Insular-Materno Infantil University Hospital, Las Palmas de Gran Canaria, Spain.
Saudi J Ophthalmol. 2013 Oct;27(4):281-2. doi: 10.1016/j.sjopt.2013.09.001. Epub 2013 Sep 15.
Eyelid necrosis is a very rare disease, usually secondary to trauma or infections. Pseudomonas aeruginosa (PA) eyelid necrosis remains principally a clinical diagnosis and it is often missed early in its presentation because of the difficulty in differentiating it from more common soft tissue infections.

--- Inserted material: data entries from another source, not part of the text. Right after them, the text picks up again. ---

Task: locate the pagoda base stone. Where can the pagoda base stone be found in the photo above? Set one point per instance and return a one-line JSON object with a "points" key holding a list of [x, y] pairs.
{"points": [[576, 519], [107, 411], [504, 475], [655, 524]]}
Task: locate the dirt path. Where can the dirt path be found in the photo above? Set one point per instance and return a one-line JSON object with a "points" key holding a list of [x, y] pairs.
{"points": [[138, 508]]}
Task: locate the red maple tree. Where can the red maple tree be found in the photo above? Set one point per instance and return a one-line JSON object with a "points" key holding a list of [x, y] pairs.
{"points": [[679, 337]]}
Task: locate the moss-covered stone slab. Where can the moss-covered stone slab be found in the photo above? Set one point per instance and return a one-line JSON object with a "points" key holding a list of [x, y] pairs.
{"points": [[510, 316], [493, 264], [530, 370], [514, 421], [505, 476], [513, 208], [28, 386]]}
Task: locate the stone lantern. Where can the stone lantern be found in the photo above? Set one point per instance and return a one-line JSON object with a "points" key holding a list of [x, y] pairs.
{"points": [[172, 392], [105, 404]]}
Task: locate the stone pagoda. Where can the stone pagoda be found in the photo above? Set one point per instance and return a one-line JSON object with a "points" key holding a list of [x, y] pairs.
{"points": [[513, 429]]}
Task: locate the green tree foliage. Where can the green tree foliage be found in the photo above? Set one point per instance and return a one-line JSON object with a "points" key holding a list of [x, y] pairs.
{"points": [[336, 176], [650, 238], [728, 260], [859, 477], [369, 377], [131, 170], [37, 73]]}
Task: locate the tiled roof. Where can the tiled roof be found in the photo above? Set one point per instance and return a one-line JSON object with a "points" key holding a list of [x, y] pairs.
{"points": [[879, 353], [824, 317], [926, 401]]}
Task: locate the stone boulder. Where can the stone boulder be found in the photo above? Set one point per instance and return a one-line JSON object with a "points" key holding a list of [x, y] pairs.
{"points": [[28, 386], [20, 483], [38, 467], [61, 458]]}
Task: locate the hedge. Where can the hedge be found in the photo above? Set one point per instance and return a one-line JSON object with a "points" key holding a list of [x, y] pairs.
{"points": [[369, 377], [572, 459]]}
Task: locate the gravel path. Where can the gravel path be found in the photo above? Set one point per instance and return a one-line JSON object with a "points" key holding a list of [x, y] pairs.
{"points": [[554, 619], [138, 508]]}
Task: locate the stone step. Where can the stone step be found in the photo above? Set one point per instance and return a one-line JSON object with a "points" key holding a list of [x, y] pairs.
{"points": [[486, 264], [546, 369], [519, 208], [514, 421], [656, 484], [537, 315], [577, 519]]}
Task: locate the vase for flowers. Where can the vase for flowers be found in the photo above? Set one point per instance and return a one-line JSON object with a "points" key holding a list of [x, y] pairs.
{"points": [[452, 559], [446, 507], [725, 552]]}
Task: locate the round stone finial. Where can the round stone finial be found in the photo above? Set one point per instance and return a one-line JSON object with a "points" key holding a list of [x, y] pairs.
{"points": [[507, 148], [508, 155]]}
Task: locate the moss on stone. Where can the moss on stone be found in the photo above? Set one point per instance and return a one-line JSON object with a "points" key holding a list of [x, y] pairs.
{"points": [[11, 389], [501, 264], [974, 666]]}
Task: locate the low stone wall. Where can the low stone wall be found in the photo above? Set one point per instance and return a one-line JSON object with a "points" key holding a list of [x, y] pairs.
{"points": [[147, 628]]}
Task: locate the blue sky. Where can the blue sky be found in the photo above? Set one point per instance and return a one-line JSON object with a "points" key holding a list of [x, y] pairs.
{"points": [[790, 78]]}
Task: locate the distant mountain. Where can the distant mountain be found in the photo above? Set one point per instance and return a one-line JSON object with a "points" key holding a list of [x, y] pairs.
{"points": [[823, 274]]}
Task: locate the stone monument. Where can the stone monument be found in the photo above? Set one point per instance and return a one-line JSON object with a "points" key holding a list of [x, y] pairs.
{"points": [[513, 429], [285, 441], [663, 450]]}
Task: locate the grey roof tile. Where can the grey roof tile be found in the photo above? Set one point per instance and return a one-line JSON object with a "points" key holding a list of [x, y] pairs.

However, when the diagnosis is made we must act quickly due to the fatal evolution if not handled properly. We present the case of a non-neutropenic 53-year-old male patient with a history of alcoholism, smoking habit and lung cancer under chemotherapy treatment who developed ocular necrotizing fasciitis due to PA with perforation of his left eye and severe bilateral sclera ischemia despite intensive antibiotic treatment and surgical debridement.
眼睑坏死是一种非常罕见的疾病,通常继发于创伤或感染。铜绿假单胞菌(PA)引起的眼睑坏死主要仍是临床诊断,由于难以将其与更常见的软组织感染区分开来,在其发病早期常被漏诊。然而,一旦做出诊断,若处理不当,因其会致命性进展,我们必须迅速采取行动。我们报告了一例53岁非中性粒细胞减少的男性患者,有酗酒、吸烟习惯且正在接受化疗的肺癌病史,因PA感染发展为眼部坏死性筋膜炎,尽管进行了强化抗生素治疗和手术清创,仍出现左眼穿孔和严重的双侧巩膜缺血。